Teachers are in the unique position of guiding students’ reading, through continuous feedback, direct instruction, modeling, and so on. Through these processes, teachers point out to students what good readers do and assist students to become expert readers. More specifically, through a scaffolding or helping interaction, teachers can assist students to learn what aspects of a text need their attention. Children are less likely to efficiently regulate attention (Berninger & Richards, 2002), and as a result, require more guidance. The significance for teachers is that it is simply not enough to ask students to make predictions.

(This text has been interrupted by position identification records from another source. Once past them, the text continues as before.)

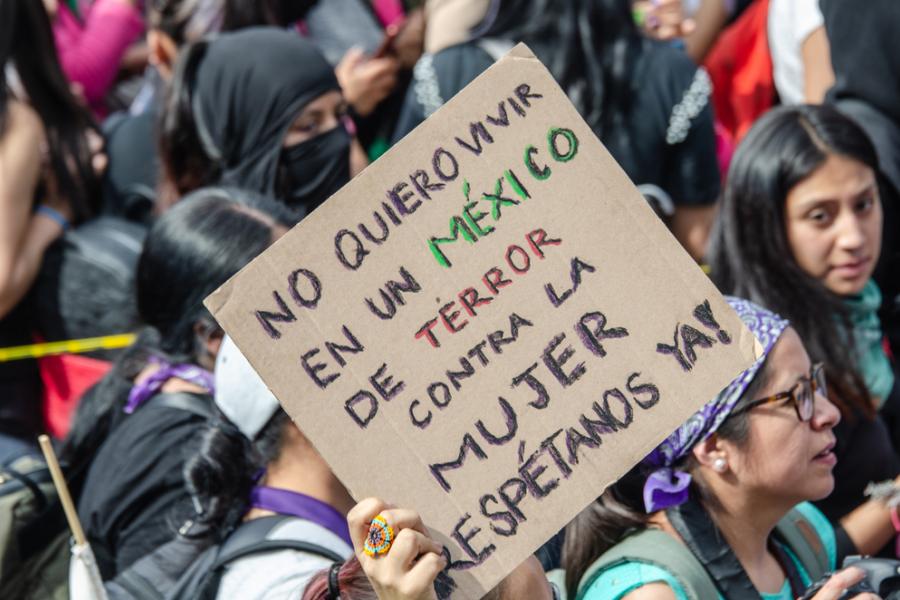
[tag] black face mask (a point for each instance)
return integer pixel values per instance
(316, 168)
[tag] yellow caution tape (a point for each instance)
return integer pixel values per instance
(106, 342)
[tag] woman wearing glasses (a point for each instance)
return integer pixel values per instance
(800, 232)
(720, 508)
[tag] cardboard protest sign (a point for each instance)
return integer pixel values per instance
(488, 325)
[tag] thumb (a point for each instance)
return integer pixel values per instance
(354, 57)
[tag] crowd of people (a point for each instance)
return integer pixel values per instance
(765, 133)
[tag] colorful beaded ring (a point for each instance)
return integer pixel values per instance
(380, 537)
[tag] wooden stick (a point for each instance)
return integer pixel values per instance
(63, 490)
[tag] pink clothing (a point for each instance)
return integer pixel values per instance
(90, 49)
(389, 11)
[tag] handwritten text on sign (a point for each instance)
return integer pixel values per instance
(488, 325)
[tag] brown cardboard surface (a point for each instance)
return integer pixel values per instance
(553, 383)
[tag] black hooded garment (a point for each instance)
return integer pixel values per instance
(250, 86)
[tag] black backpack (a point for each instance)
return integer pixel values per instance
(85, 287)
(34, 537)
(145, 580)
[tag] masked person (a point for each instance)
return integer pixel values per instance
(260, 109)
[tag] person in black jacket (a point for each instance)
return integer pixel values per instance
(129, 439)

Instead, teachers must actively show students what needs their attention and how to access that through the cognitive processes explored in Part II and promote those their use through practice and classroom structures or routines like those in Part III. Teachers must also help students learn to attend to the predicting process itself. An example may help.

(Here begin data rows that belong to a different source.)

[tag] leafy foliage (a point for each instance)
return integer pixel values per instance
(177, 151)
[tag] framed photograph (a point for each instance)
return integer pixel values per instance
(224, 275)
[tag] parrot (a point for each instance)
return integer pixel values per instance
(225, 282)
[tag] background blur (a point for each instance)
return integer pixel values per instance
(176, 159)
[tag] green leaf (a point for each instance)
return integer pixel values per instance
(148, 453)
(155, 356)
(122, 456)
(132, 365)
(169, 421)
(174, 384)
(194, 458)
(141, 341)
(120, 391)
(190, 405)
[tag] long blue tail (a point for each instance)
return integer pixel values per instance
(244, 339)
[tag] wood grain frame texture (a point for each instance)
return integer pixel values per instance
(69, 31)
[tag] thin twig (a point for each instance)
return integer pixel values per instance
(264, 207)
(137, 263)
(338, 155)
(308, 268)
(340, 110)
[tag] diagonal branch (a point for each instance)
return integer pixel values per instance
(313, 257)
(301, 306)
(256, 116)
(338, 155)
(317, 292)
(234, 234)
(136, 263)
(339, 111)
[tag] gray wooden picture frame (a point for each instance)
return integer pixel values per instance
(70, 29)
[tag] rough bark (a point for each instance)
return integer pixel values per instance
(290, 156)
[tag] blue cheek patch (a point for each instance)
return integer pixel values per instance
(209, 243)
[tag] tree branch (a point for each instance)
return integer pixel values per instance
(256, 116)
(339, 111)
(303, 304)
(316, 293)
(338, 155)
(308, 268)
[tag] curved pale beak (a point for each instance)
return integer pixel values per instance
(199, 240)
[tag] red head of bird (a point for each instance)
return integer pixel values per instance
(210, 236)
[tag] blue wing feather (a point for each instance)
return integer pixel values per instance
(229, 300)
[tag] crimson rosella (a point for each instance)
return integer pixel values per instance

A popular (but fictional) television personality, Chef Lecteur, has just shown his adoring viewers how to make New England clam chowder. At the beginning, he predicted that a few pinches of salt and few grinds of the pepper mill will suffice. However, in the process of making the chowder, variables crept in: the potatoes weren’t as fresh because they’ve been in storage, the onions had a slightly stronger flavor than usual, and so on. A viewer might predict that Lecteur’s was following a recipe that will turn out a delicious soup if the correct ingredients in the correct amounts are assembled. Just as Lecteur is ready to serve the chowder, he dips a spoon into the pots, blows on the soup in the bowl of the spoon, and tries it. Wait! He reaches for pepper mill again. Didn’t he get it right the first time? He’s an expert, and his name is on products that fill his fans’ kitchens. As he tastes the soup, he points out how important it is to re-season the food prior to serving: the taste may change through the cooking process. The variables have changed the taste and could not be predicted precisely. What is more important, and what his fans admire, is that he tells them what he did and why he did it. In this way, reading is like cooking because the good cook reassesses the taste of the food right up until it’s time to serve the food; the reader re-evaluates predictions right up until the cover of the book is closed. Teachers live for the moments when the metaphorical light bulb comes on for students; Lecteur’s fans clap and cheer when he grabs the pepper mill. Like our make-believe chef’s fans, students will smile, and the lights will illuminate their faces when they understand why revisiting an earlier prediction creates a more meaningful reading experience. They get it.